LiftOn is a lift-over annotator that takes Liftoff and miniprot GFF files as input. It accurately generates gene annotations, with a particular focus on protein-coding genes. LiftOn takes consensus from both sources and generates optimal annotations that outperform both Liftoff and miniprot!


Why LiftOn❓#

  1. The current approach to generate the annotation of T2T-CHM13 is to run Liftoff to lift-over annotations from GRCh38 to T2T-CHM13. However, Liftoff is not perfect. T2T-CHM13 annotation is far from perfect. We need a tool to accurately generates T2T-CHM13 annotations.
  2. More and more high quality assemblies are generated. We need to annotate them.
  3. The current lift-over tools mainly depend on either DNA aligners (Liftoff, minimap2) or protein aligner (miniprot). They are not perfect, as there are instances where they make mistakes.

What does LiftOn do❓#

LiftOn takes GFF files from Liftoff and miniprot and reference protein sequences in a FASTA file, and generates a new annotation file in GFF format. LiftOn works on the same and closely-related species.

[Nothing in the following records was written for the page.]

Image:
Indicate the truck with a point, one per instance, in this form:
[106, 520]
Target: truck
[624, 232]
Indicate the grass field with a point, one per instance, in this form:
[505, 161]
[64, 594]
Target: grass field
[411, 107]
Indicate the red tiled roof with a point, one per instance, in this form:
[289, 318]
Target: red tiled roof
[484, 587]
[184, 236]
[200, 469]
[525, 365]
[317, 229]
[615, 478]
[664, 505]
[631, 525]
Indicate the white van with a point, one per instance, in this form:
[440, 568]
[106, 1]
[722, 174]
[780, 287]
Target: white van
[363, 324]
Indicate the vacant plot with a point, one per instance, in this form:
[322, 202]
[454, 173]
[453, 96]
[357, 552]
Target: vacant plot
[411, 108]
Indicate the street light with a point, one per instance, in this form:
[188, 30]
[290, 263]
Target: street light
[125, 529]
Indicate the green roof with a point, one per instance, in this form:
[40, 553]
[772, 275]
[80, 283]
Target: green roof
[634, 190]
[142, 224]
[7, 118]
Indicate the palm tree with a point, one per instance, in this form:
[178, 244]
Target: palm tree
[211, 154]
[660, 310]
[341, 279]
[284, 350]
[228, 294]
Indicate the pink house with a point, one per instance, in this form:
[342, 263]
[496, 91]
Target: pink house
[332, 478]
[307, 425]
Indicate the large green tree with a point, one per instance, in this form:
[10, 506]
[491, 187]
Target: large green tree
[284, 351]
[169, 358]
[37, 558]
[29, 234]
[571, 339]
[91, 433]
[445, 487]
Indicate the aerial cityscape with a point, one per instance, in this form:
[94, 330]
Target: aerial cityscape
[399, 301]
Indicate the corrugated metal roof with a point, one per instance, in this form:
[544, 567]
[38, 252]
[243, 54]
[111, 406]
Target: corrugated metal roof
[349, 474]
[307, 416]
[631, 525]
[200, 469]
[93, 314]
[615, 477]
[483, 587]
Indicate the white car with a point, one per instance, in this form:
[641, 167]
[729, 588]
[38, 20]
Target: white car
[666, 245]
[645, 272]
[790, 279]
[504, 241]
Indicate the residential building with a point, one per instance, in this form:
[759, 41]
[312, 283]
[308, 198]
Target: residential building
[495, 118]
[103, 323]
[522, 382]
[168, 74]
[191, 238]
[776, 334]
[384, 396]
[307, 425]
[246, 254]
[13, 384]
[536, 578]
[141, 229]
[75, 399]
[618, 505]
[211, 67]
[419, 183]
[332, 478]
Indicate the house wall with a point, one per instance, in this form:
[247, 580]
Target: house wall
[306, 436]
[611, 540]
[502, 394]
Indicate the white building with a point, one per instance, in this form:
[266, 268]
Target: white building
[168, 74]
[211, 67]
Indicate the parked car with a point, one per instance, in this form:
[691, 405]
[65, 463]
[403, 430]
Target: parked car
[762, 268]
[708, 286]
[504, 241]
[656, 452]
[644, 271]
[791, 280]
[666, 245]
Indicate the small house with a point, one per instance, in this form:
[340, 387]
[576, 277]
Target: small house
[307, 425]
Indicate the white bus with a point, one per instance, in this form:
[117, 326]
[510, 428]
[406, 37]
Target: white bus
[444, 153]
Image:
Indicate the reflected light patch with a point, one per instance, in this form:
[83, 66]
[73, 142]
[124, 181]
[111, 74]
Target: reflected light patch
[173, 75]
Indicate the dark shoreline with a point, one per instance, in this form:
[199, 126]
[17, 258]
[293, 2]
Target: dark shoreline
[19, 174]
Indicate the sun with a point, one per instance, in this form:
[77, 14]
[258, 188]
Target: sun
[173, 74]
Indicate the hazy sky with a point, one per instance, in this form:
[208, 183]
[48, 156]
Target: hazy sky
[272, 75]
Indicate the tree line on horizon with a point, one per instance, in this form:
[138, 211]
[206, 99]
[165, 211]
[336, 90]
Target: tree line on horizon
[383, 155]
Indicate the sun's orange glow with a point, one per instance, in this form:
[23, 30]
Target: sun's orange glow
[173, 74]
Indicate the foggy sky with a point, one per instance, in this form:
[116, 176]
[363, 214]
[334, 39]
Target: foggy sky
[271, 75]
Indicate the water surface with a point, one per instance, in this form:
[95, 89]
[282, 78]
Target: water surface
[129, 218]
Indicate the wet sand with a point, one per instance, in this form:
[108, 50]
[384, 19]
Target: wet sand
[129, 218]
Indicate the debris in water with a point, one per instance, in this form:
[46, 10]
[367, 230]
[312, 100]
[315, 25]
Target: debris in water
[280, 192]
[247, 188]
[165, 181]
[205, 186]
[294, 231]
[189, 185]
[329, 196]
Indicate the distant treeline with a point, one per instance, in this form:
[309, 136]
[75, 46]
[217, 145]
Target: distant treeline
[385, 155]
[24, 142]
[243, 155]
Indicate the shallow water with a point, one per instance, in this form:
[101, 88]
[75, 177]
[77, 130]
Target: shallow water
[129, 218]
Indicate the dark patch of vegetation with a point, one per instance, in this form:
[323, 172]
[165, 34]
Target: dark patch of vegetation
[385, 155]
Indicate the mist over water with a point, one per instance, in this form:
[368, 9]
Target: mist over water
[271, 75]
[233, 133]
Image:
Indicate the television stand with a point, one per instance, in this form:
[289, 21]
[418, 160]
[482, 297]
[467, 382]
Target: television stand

  • Input: Liftoff GFF file / miniprot GFF file / protein FASTA file
  • Output: LiftOn GFF file

LiftOn utilizes gene loci coordinates obtained from Liftoff, as Liftoff employs an overlapping fixing algorithm to determine the most suitable gene locus for each gene.

First, LiftOn extracts protein sequences annotated by Liftoff and miniprot, and aligns them to the reference proteins.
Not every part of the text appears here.